Friday, September 2, 2011

Fall Arugula

Up until about 10 years ago, I thought all salads consisted of iceburg lettuce, carrots, radishes, green onions and cucumbers.  Then I read a gardening book about growing "mesclun" greens.  Mesclun is a salad composed of tender young greens along with a variety of leaf lettuces.  It apparently originated in Provence, France.  The book opened up a whole new world for me.  It listed all these exotic, mysterious sounding salad greens I had never heard of.  Things like endive, mizuna, radicchio, mâche and arugula.

I decided to try growing some of these.  For the most part they are all easy to grow in cool weather.  But they all go to seed and die when it gets hot.  It turned out that my favorite of these is arugula.  Arugula is quite spicy and many people don't care for it.  I think it tastes sort of peppery-mustardy and I like it a lot.  But, because it is pretty potent, it is usually mixed with other greens to give a nice balanced salad.  It can also be sauteed in olive oil.

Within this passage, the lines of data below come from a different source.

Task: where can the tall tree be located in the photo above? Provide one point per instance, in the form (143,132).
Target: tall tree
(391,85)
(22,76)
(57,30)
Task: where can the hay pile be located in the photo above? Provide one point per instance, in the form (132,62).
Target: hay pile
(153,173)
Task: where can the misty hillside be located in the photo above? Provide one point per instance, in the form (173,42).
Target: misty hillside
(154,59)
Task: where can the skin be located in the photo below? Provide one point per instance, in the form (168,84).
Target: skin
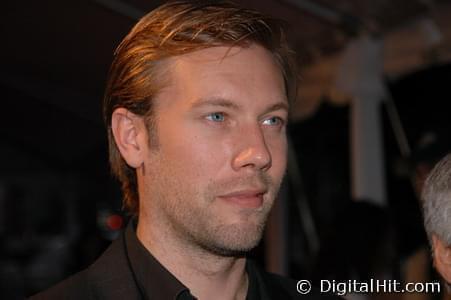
(207,186)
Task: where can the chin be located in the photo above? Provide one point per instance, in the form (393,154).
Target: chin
(234,240)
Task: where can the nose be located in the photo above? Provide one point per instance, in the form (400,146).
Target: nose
(252,152)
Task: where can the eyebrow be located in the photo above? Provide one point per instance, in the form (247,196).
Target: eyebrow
(223,102)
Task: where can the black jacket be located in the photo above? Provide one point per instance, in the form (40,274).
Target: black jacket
(113,276)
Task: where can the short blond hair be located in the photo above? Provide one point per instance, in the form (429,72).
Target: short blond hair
(173,29)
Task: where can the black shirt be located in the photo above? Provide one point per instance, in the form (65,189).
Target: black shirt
(126,270)
(156,282)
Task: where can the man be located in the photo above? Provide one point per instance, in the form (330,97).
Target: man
(436,196)
(196,107)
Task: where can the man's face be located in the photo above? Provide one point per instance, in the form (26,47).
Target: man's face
(221,154)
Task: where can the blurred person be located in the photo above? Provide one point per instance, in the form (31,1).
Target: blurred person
(436,196)
(196,108)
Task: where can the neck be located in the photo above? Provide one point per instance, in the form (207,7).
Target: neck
(207,275)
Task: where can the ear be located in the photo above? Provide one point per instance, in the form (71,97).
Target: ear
(442,257)
(130,134)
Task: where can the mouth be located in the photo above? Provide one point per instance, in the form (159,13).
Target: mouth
(245,198)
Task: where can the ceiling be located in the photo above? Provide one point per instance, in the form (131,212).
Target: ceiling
(55,56)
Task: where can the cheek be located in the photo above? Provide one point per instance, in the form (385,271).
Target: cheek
(278,148)
(196,156)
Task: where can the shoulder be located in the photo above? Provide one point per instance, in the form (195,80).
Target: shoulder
(109,277)
(289,286)
(75,287)
(273,286)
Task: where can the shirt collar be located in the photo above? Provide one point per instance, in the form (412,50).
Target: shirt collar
(154,281)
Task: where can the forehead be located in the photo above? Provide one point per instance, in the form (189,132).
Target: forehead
(248,74)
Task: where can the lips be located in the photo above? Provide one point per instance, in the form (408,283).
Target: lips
(245,198)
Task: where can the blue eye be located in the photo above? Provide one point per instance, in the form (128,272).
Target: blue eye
(216,117)
(273,121)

Every year I plant a patch of it.  This year I planted it on one end of the raised bed where my basil resides.  As usual, I harvested it week after week.  As long as you don't pull up the whole plant, you can cut most of the leaves off of it and it will regrow leaves again and again until the weather gets hot and it goes to seed and dies. 

One year I was too busy to pull up the old plants and just left them.  Then a few weeks later I noticed tiny arugula plants coming up under the old growth that had died.  I guess the dead plants shielded the ground from the sun enough that the seed could germinate and produce new arugula.  So, I've been letting it go to seed like this ever since and then I have a new patch of arugula to harvest in the fall.  Here is my fall patch this year.

Notice there are even a lot of plants that have regrown in the cement blocks that make up the edges of my raised beds.  Today, I harvested enough to fill about 15 sandwich bags which we will sell at our farmers' market booth tomorrow. 

Here is a close-up picture of what it looks like.


As far as nutrition goes.  Arugula is a good source of Protein, Thiamin, Riboflavin, Vitamin B6, Pantothenic Acid, Zinc and Copper, and a very good source of Dietary Fiber, Vitamin A, Vitamin C, Vitamin K, Folate, Calcium, Iron, Magnesium, Phosphorus, Potassium and Manganese.